Yes, I think we should probably preserve the behavior that all header/cookie vulns are a single one for quota purposes.

[jandro996]

I’m not a big fan of making assertions based on line numbers, since changes to the controller can easily break the tests.
However, in this case it’s the simplest way to verify the vulnerabilities, especially since it’s useful to repeat types.
That said, I’ve created a dedicated controller just for this test, so the risk of breaking it due to unrelated changes is minimized.

[smola]

That's fine. Another option is detecting them based on evidence, if each instance has different evidence. That would be more stable than lines.

[github-actions]

Hi! 👋 Thanks for your pull request! 🎉

To help us review it, please make sure to:

• Add at least one type, and one component or instrumentation label to the pull request

If you need help, please check our contributing guidelines.

[smola]

Why does this need a cast? getTaintedObjects() should return TaintedObjects or a subclass of it already?

[jandro996]

I've added this new constructor

  /**
   * Use this constructor only when you want to create a new context with a fresh overhead context
   * (e.g. for testing purposes).
   *
   * @param overheadContext the overhead context to use
   */
  public IastRequestContext(final OverheadContext overheadContext) {
    this.vulnerabilityBatch = new VulnerabilityBatch();
    this.overheadContext = overheadContext;
    this.taintedObjects = TaintedObjects.build(TaintedMap.build(MAP_SIZE));
  }

in IastContext we have

  /**
   * Get the tainted objects dictionary linked to the context, since we have no visibility over the
   * {@code TaintedObject} class from here, we use a dirty generics hack.
   */
  @Nonnull
  <TO> TO getTaintedObjects();

with public IastRequestContext(final TaintedObjects taintedObjects) and public IastRequestContext(final OverheadContext overheadContext) we need to cast to specify which constructor should be use

[jandro996]

Rollback those changes thanks to a different approach

[smola]

ConcurrentHashMap if this is going to be accessed concurrently.

[smola]

Ideally we shouldn't be using Map<VulnerabilityType, Integer> for the inner map, but fixed-size arrays indexed by VulnerabilityType index. Way more efficient.

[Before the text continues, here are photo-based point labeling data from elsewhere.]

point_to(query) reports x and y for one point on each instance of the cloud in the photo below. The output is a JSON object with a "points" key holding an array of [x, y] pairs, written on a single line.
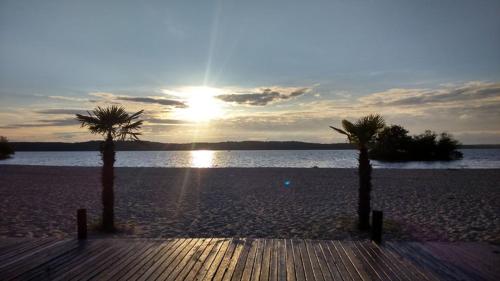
{"points": [[166, 121], [266, 96], [44, 123], [161, 101], [451, 95], [67, 98], [61, 111]]}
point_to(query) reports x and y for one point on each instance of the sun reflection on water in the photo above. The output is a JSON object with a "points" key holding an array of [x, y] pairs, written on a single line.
{"points": [[202, 158]]}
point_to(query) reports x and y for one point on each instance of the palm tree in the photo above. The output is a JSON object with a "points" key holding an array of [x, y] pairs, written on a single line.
{"points": [[112, 123], [361, 133]]}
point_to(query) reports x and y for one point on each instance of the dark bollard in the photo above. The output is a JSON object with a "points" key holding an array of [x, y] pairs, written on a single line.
{"points": [[377, 221], [81, 219]]}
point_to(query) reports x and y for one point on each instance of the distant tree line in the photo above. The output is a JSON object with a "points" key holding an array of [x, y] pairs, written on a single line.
{"points": [[6, 149], [394, 144]]}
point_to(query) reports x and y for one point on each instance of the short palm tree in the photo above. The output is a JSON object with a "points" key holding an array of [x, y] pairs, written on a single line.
{"points": [[362, 133], [112, 122]]}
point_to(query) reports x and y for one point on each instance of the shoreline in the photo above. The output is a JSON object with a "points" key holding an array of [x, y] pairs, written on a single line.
{"points": [[418, 204]]}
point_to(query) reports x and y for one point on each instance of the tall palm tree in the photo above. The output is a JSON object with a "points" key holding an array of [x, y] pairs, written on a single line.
{"points": [[362, 133], [112, 122]]}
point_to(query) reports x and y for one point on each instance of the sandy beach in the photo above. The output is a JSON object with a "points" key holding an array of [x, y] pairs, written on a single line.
{"points": [[435, 205]]}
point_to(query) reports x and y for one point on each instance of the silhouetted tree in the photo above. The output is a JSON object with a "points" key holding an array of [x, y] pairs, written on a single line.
{"points": [[423, 146], [6, 149], [112, 122], [392, 143], [446, 148], [361, 133]]}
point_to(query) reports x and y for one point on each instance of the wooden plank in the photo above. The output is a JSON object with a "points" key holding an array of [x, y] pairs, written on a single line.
{"points": [[250, 262], [392, 267], [245, 259], [290, 264], [65, 263], [257, 266], [266, 258], [89, 261], [194, 259], [106, 262], [369, 263], [24, 250], [423, 260], [316, 267], [281, 259], [10, 243], [318, 253], [236, 258], [348, 265], [224, 264], [408, 266], [442, 260], [180, 261], [242, 260], [155, 267], [202, 259], [335, 265], [212, 270], [462, 261], [32, 261], [274, 266], [128, 260], [142, 265], [220, 246], [363, 268], [297, 261]]}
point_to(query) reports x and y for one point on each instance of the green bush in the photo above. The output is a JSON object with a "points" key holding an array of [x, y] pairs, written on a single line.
{"points": [[394, 144]]}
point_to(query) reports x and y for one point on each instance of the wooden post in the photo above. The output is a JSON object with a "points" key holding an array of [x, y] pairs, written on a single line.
{"points": [[377, 221], [81, 219]]}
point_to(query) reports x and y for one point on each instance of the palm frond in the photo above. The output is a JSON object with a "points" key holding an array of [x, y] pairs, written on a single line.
{"points": [[340, 131], [112, 121]]}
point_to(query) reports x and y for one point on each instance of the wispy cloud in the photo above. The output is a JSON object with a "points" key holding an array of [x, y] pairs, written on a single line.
{"points": [[44, 123], [160, 101], [266, 96], [61, 111]]}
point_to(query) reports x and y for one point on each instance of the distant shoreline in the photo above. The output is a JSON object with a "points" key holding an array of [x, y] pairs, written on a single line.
{"points": [[241, 145]]}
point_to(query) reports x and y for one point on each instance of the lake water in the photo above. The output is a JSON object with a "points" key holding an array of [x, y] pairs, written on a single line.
{"points": [[473, 159]]}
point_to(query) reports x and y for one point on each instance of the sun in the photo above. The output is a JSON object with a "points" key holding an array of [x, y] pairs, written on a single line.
{"points": [[202, 106]]}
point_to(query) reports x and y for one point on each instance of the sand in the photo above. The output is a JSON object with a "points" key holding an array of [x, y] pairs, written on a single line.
{"points": [[424, 205]]}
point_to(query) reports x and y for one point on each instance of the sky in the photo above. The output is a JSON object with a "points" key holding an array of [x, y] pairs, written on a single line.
{"points": [[250, 70]]}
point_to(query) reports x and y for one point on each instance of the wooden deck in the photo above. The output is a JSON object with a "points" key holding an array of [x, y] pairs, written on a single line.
{"points": [[244, 259]]}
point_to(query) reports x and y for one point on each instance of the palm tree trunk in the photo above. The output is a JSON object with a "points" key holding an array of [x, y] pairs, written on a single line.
{"points": [[365, 170], [108, 176]]}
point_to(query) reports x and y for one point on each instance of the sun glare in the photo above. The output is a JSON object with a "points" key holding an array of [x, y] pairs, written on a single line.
{"points": [[202, 106], [202, 158]]}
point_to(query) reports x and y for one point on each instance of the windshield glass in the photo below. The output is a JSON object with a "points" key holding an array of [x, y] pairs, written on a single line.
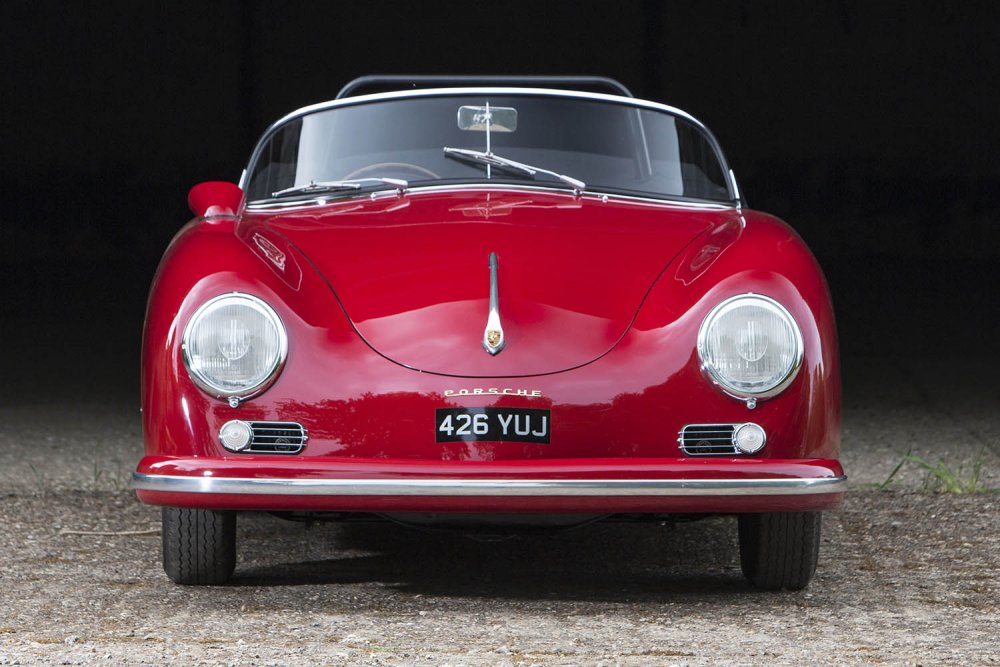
{"points": [[611, 147]]}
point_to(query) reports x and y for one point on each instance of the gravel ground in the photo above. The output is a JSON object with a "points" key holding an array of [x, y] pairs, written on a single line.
{"points": [[905, 576]]}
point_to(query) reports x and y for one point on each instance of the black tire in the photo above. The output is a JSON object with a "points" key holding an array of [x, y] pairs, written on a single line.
{"points": [[779, 549], [199, 546]]}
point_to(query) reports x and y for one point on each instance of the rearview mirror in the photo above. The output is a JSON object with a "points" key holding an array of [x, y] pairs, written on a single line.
{"points": [[215, 198], [487, 118]]}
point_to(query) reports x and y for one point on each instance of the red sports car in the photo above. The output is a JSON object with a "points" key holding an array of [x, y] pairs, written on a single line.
{"points": [[489, 302]]}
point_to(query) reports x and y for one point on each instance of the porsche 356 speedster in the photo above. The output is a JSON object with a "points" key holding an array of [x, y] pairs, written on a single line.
{"points": [[489, 302]]}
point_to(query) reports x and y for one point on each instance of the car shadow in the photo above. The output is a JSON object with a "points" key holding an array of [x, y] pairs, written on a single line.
{"points": [[608, 562]]}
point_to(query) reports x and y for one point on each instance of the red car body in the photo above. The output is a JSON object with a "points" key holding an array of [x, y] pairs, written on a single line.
{"points": [[384, 296]]}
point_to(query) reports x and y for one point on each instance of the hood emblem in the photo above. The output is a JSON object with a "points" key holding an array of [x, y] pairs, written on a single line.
{"points": [[493, 340]]}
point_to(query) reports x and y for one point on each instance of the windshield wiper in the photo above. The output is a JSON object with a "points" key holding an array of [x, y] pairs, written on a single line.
{"points": [[494, 160], [333, 186]]}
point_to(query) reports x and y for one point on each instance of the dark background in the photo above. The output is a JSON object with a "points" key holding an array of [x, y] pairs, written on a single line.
{"points": [[871, 127]]}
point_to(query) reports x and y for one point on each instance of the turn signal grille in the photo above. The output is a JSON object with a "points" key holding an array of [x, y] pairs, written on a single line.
{"points": [[708, 439], [277, 438]]}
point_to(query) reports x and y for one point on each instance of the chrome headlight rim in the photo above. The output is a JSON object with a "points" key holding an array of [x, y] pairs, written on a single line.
{"points": [[718, 379], [273, 372]]}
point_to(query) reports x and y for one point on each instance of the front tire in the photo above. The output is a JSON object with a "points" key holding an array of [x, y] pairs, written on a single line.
{"points": [[779, 549], [199, 546]]}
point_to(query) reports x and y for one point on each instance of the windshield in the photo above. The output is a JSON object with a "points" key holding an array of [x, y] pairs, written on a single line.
{"points": [[608, 146]]}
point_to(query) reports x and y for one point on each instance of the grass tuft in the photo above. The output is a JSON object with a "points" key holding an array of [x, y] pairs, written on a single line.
{"points": [[940, 477]]}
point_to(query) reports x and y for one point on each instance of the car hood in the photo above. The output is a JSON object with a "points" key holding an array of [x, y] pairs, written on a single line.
{"points": [[412, 272]]}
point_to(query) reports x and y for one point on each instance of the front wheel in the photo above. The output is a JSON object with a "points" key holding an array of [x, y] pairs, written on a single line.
{"points": [[779, 549], [199, 546]]}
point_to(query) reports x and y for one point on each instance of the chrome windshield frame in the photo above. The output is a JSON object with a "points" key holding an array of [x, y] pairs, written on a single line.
{"points": [[733, 190]]}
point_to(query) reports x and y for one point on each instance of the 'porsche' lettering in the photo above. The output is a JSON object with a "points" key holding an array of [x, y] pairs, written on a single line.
{"points": [[494, 391]]}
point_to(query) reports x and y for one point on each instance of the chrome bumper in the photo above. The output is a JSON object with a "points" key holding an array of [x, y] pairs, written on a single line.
{"points": [[489, 487]]}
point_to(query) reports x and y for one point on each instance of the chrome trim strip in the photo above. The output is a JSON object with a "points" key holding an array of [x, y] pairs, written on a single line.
{"points": [[493, 340], [489, 487], [271, 204]]}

Also if we use AtomicIntegerArray for the inner array, we can perform atomic increments of the counters, which will be needed here.

[jandro996]

Thanks! I’ve updated all the collections as we agreed offline

[smola]

Get local root span to a variable first, reuse that from there.

[smola]

Yes, I think we should probably preserve the behavior that all header/cookie vulns are a single one for quota purposes.

[smola]

That's fine. Another option is detecting them based on evidence, if each instance has different evidence. That would be more stable than lines.